Flexibility of bunyavirus genomes: creation of an orthobunyavirus with an ambisense S segment

Abstract

The Bunyamwera (BUNV) orthobunyavirus NSs protein has proven a challenge to study in the context of viral infection. NSs is encoded in a reading frame that overlaps that of the viral nucleocapsid (N) protein thus limiting options for mutagenesis. In addition, NSs is poorly immunogenic, and antibodies only work in certain techniques while the protein itself is subject to proteasomal degradation. In order to generate a virus that expresses NSs independently of N, an ambisense S RNA segment was designed by mutating the 5′- and 3′-terminal nucleotide sequences.
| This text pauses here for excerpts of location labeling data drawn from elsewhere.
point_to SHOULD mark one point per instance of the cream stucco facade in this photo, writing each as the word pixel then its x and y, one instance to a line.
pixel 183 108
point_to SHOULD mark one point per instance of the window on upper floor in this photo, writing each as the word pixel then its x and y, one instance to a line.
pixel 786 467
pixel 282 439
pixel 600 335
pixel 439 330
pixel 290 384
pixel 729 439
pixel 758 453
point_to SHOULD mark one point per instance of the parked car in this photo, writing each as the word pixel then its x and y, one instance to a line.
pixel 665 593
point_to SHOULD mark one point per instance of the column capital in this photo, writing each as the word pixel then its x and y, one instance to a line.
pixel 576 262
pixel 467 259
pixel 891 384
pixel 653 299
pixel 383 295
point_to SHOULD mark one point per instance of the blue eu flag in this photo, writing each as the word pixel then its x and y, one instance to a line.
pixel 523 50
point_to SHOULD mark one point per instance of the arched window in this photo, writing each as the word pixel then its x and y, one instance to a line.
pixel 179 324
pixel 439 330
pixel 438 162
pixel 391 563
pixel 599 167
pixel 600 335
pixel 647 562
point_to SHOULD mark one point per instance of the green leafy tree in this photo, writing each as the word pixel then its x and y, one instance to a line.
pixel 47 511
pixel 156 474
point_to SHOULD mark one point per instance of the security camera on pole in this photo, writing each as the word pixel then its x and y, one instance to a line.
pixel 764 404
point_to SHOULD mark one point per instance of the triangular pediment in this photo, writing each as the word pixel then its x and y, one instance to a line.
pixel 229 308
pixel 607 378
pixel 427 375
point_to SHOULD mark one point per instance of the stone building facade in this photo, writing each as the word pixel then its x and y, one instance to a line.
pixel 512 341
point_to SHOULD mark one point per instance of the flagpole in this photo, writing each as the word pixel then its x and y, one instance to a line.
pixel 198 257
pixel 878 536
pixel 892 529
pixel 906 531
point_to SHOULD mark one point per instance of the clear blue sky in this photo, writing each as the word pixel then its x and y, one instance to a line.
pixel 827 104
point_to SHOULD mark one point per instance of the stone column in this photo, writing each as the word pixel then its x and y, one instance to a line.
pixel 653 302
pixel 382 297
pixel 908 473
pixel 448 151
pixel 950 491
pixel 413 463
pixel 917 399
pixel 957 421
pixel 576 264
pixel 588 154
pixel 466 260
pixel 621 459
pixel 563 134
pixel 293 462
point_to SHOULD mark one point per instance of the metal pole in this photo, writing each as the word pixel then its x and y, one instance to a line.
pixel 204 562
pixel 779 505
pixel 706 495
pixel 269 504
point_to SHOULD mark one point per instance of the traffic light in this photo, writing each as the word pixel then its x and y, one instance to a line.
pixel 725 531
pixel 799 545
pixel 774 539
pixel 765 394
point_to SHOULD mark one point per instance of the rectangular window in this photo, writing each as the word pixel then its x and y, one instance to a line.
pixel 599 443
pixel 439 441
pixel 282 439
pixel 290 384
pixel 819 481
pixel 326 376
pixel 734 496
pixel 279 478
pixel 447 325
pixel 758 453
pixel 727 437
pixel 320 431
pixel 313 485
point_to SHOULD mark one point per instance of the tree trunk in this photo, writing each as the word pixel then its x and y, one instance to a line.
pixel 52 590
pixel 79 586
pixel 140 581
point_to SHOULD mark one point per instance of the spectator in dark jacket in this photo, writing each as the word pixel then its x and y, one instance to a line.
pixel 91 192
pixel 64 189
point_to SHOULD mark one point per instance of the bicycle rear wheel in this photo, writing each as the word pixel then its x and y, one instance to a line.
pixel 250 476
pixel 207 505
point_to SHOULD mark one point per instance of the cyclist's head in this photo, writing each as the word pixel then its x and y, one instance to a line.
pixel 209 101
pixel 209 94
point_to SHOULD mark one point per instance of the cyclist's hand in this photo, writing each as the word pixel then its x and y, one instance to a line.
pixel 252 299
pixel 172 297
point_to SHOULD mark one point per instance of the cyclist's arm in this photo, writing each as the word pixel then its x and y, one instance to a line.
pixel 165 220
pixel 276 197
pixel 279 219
These mutations were previously shown to alter promoter activity so that both replication and transcription were promoted from both the genome and the antigenome RNAs (J. N. Barr et al., J. Virol. 79:12602–12607, 2005). As proof of principle, a recombinant BUNV was created that expressed green fluorescent protein (GFP) in the ambisense orientation. GFP expression was detected throughout at least 10 passages. Recombinant BUNV encoding epitope-tagged versions of NSs in the ambisense orientation expressed NSs via a subgenomic mRNA, and two viruses grew to titers only modestly lower than parental rBUNdelNSs2 virus. The ambisense viruses were temperature sensitive, and NSs was shown to localize to both the nucleus and the cytoplasm during infection. These viruses will be useful in further studies on structure-function relationships of the orthobunyavirus NSs protein.